Engineers at Caltech have developed an approach for quantum storage that could help pave the way for the development of large-scale optical quantum networks.
The new system relies on nuclear spins—the angular momentum of an atom’s nucleus—oscillating collectively as a spin wave. This collective oscillation effectively chains up several atoms to store information.
The work, which is described in a paper published on Feb. 16 in the journal Nature, utilizes a quantum bit (or qubit) made from an ion of ytterbium (Yb), a rare earth element also used in lasers. The team, led by Andrei Faraon, professor of applied physics and electrical engineering, embedded the ion in a transparent crystal of yttrium orthovanadate (YVO4) and manipulated its quantum states via a combination of optical and microwave fields. The team then used the Yb qubit to control the nuclear spin states of multiple surrounding vanadium atoms in the crystal.
“Based on our previous work, single ytterbium ions were known to be excellent candidates for optical quantum networks, but we needed to link them with additional atoms. We demonstrate that in this work,” says Faraon, the co-corresponding author of the Nature paper.
The device was fabricated at the Kavli Nanoscience Institute at Caltech, and then tested at very low temperatures in Faraon’s lab.
A new technique to utilize entangled nuclear spins as a quantum memory was inspired by methods used in nuclear magnetic resonance (NMR).
“To store quantum information in nuclear spins, we developed new techniques similar to those employed in NMR machines used in hospitals,” says Joonhee Choi, a postdoctoral fellow at Caltech and co-corresponding author of the paper. “The main challenge was to adapt existing techniques to work in the absence of a magnetic field.”

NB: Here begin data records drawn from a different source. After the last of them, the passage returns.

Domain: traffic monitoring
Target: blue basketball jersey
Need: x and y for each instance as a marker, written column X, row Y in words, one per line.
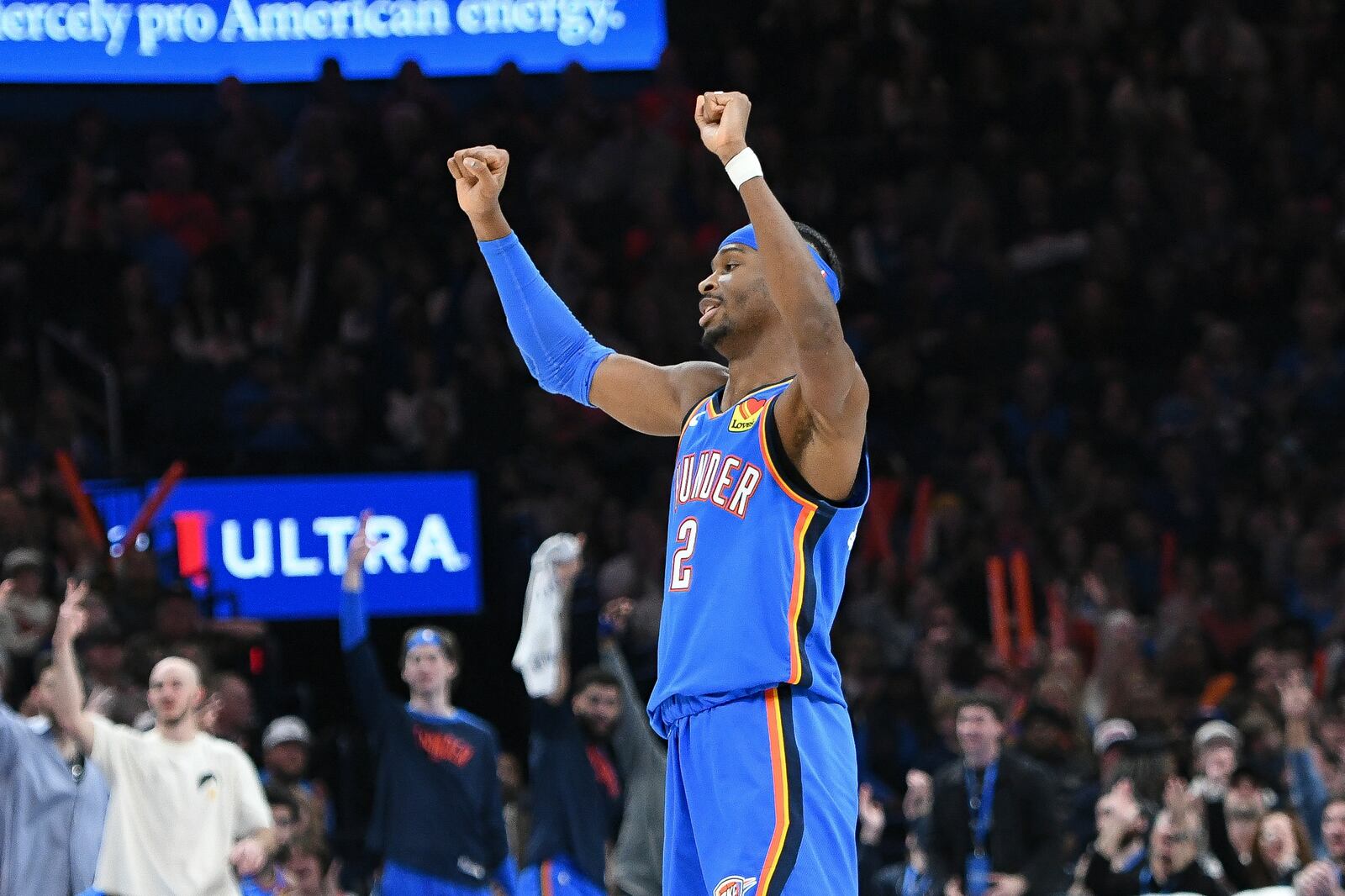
column 755, row 562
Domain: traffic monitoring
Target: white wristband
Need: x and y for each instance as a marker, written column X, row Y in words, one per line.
column 743, row 167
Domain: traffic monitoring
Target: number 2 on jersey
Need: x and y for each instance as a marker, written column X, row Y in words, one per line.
column 683, row 556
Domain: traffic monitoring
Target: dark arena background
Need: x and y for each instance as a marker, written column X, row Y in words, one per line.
column 1094, row 259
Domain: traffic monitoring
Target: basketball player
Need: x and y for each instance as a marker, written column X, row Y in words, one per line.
column 767, row 494
column 439, row 818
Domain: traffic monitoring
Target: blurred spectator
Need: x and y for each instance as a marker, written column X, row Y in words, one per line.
column 1121, row 864
column 53, row 801
column 435, row 761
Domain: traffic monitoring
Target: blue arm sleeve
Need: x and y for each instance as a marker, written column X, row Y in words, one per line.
column 354, row 620
column 508, row 876
column 557, row 349
column 1308, row 794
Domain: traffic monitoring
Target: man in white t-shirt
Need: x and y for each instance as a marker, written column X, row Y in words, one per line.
column 187, row 810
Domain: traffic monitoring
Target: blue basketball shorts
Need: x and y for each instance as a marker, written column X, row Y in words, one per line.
column 405, row 882
column 557, row 878
column 763, row 798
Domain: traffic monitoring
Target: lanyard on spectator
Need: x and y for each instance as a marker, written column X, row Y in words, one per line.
column 982, row 808
column 1147, row 882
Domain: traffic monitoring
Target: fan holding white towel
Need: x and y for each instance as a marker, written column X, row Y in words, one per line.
column 540, row 650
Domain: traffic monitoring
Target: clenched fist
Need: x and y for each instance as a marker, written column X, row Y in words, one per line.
column 481, row 177
column 723, row 119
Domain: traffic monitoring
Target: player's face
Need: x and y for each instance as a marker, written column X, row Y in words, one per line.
column 1277, row 838
column 174, row 690
column 287, row 761
column 1219, row 762
column 428, row 670
column 45, row 692
column 598, row 708
column 306, row 873
column 732, row 298
column 978, row 730
column 286, row 822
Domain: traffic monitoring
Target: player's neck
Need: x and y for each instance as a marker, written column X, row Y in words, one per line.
column 768, row 362
column 437, row 704
column 179, row 730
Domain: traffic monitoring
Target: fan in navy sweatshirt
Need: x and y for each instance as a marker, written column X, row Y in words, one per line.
column 439, row 817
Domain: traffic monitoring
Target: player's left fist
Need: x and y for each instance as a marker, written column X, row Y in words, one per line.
column 723, row 119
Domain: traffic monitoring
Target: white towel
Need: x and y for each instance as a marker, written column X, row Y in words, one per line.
column 538, row 651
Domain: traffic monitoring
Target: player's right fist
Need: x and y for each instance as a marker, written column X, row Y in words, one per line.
column 479, row 174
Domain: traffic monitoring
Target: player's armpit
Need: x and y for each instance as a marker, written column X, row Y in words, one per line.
column 650, row 398
column 825, row 447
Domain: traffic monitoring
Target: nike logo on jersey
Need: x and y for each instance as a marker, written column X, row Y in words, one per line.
column 726, row 482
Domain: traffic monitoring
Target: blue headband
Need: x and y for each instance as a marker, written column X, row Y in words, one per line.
column 746, row 237
column 425, row 638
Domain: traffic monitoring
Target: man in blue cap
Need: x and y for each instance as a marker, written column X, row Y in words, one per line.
column 768, row 488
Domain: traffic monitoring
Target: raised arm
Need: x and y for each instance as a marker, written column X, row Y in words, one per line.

A unique feature of this system is the pre-determined placement of vanadium atoms around the ytterbium qubit as prescribed by the crystal lattice. Every qubit the team measured had an identical memory register, meaning it would store the same information.
“The ability to build a technology reproducibly and reliably is key to its success,” says graduate student Andrei Ruskuc, first author of the paper. “In the scientific context, this let us gain unprecedented insight into microscopic interactions between ytterbium qubits and the vanadium atoms in their environment.”

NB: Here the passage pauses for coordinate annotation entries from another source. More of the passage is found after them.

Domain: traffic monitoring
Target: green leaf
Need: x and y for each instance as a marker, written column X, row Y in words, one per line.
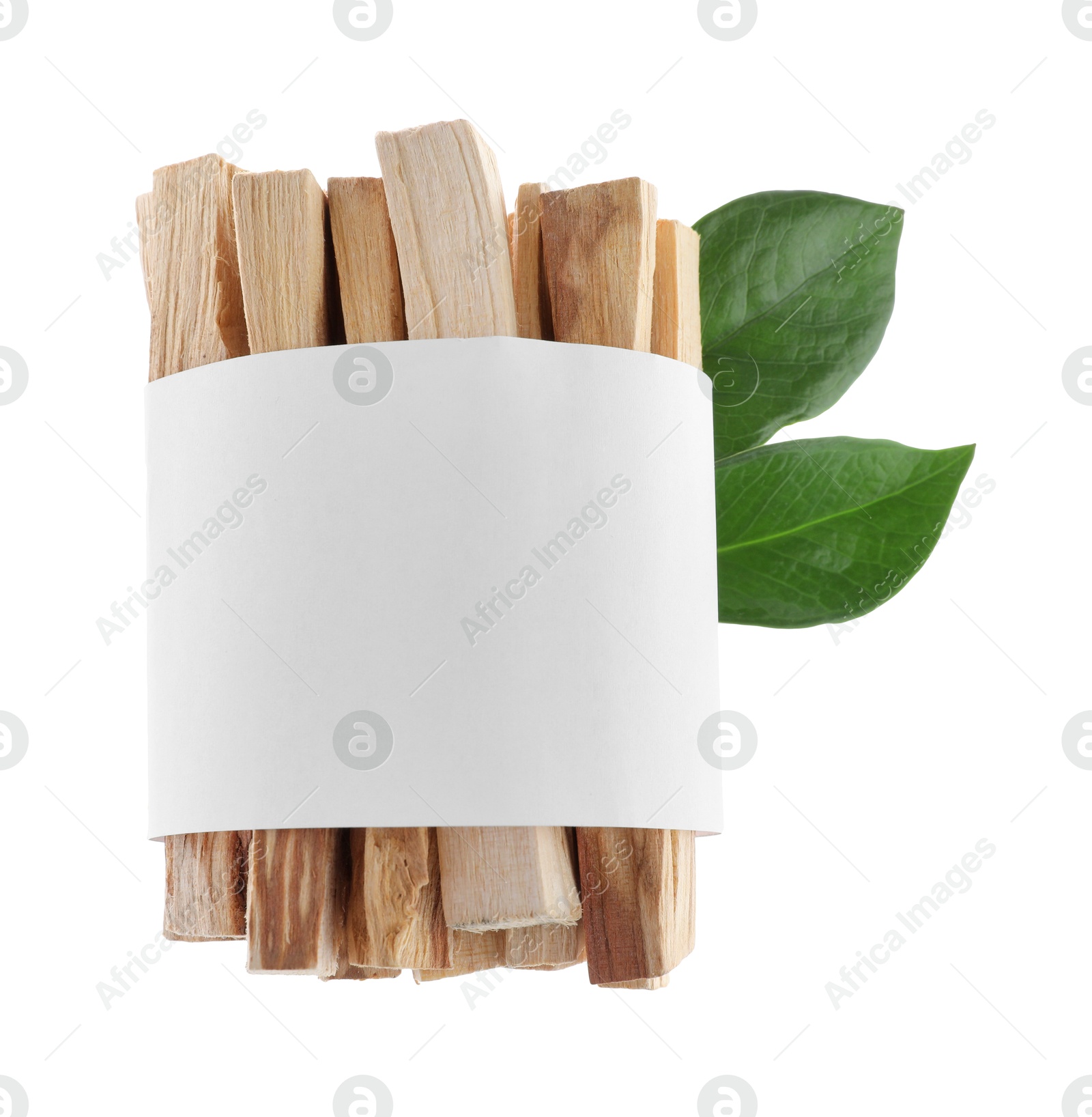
column 796, row 292
column 824, row 530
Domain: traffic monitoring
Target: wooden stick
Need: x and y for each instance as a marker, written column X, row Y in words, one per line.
column 191, row 277
column 197, row 313
column 470, row 952
column 368, row 263
column 395, row 913
column 205, row 886
column 676, row 298
column 553, row 948
column 145, row 223
column 295, row 903
column 600, row 249
column 450, row 226
column 503, row 877
column 640, row 922
column 641, row 983
column 549, row 945
column 534, row 316
column 281, row 218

This research is part of a broader effort by Faraon’s lab to lay the foundation for future quantum networks.
Quantum networks would connect quantum computers through a system that operates at a quantum, rather than classical, level. In theory, quantum computers would one day be able to perform certain functions faster than classical computers by taking advantage of the special properties of quantum mechanics, including superposition, which allows quantum bits to store information as a 1 and a 0 simultaneously.

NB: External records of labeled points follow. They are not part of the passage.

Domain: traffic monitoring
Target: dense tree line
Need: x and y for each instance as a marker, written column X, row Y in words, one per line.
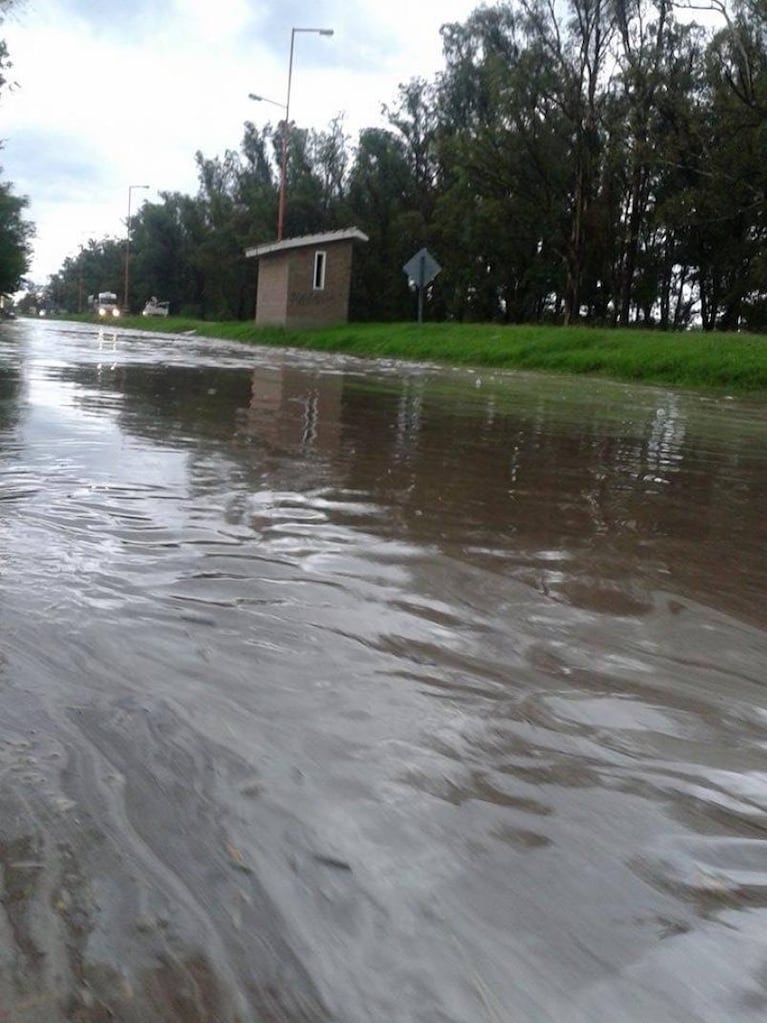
column 15, row 232
column 596, row 161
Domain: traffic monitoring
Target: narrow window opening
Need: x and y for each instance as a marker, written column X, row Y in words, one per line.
column 319, row 270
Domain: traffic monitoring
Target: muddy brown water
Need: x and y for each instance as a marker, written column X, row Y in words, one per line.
column 371, row 693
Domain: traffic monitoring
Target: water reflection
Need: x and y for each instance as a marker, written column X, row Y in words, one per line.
column 378, row 693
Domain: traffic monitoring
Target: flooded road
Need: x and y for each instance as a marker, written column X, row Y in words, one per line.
column 375, row 693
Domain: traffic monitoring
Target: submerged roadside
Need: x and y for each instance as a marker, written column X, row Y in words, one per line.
column 732, row 363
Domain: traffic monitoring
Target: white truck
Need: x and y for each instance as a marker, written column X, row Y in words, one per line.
column 105, row 305
column 155, row 308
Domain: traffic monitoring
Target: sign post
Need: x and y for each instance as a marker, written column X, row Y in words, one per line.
column 421, row 270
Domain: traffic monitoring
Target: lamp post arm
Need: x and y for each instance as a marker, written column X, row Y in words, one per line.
column 283, row 157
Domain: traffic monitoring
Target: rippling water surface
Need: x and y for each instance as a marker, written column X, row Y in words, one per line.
column 366, row 693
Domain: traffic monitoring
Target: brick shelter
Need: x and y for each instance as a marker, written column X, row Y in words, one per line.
column 305, row 281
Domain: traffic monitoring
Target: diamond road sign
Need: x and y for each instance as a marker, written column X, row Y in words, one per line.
column 422, row 268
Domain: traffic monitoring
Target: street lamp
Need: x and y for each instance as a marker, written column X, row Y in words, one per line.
column 128, row 248
column 286, row 107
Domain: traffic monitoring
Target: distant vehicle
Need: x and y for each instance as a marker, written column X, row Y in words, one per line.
column 154, row 308
column 106, row 304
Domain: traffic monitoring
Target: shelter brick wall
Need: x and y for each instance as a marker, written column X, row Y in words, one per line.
column 272, row 293
column 286, row 293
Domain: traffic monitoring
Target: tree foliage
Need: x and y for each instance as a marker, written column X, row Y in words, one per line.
column 595, row 161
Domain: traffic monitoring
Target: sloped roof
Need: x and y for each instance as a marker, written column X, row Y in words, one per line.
column 306, row 241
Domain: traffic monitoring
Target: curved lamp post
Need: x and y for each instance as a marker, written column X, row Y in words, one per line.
column 128, row 248
column 286, row 107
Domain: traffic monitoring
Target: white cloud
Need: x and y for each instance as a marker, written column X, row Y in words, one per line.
column 114, row 96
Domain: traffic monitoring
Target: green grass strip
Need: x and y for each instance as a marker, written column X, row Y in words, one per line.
column 733, row 363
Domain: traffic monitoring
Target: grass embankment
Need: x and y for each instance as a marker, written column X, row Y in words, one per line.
column 731, row 362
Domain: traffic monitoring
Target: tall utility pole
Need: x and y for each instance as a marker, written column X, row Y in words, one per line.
column 283, row 161
column 128, row 249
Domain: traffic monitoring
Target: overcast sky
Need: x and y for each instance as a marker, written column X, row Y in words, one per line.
column 110, row 95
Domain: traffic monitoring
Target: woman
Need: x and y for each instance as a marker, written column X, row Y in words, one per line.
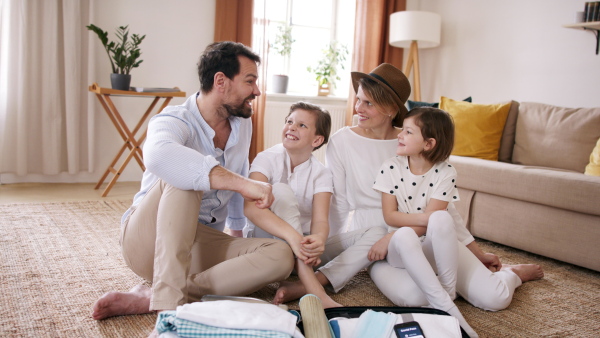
column 355, row 154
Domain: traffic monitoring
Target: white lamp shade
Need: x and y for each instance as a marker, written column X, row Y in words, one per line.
column 409, row 26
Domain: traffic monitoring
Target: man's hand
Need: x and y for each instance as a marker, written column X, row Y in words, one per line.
column 490, row 260
column 236, row 233
column 258, row 192
column 379, row 250
column 312, row 247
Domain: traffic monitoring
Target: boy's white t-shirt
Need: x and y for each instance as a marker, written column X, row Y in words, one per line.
column 308, row 178
column 413, row 192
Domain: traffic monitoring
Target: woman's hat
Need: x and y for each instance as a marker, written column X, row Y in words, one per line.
column 391, row 78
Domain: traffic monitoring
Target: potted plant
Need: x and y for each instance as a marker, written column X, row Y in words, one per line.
column 123, row 54
column 326, row 70
column 282, row 46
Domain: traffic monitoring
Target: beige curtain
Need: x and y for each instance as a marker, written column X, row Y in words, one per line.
column 44, row 122
column 371, row 35
column 244, row 21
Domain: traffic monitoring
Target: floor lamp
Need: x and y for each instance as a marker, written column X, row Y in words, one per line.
column 415, row 29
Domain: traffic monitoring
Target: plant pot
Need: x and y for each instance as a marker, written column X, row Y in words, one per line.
column 280, row 83
column 120, row 81
column 324, row 89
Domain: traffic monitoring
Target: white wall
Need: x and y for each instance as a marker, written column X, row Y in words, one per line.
column 176, row 34
column 492, row 51
column 500, row 50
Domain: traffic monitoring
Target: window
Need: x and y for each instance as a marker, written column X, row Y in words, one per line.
column 313, row 25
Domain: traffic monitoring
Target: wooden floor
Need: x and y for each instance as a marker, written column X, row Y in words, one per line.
column 59, row 192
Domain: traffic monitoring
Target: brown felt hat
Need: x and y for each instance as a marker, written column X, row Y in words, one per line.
column 392, row 79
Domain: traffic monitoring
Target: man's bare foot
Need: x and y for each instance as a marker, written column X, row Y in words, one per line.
column 327, row 302
column 527, row 272
column 136, row 301
column 288, row 291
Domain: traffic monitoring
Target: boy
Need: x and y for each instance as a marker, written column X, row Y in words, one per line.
column 302, row 187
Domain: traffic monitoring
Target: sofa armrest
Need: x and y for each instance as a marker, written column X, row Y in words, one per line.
column 552, row 187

As they can with classical computers, engineers would like to be able to connect multiple quantum computers to share data and work together—creating a “quantum internet.” This would open the door to several applications, including the ability to solve computations that are too large to be handled by a single quantum computer, as well as the establishment of unbreakably secure communications using quantum cryptography.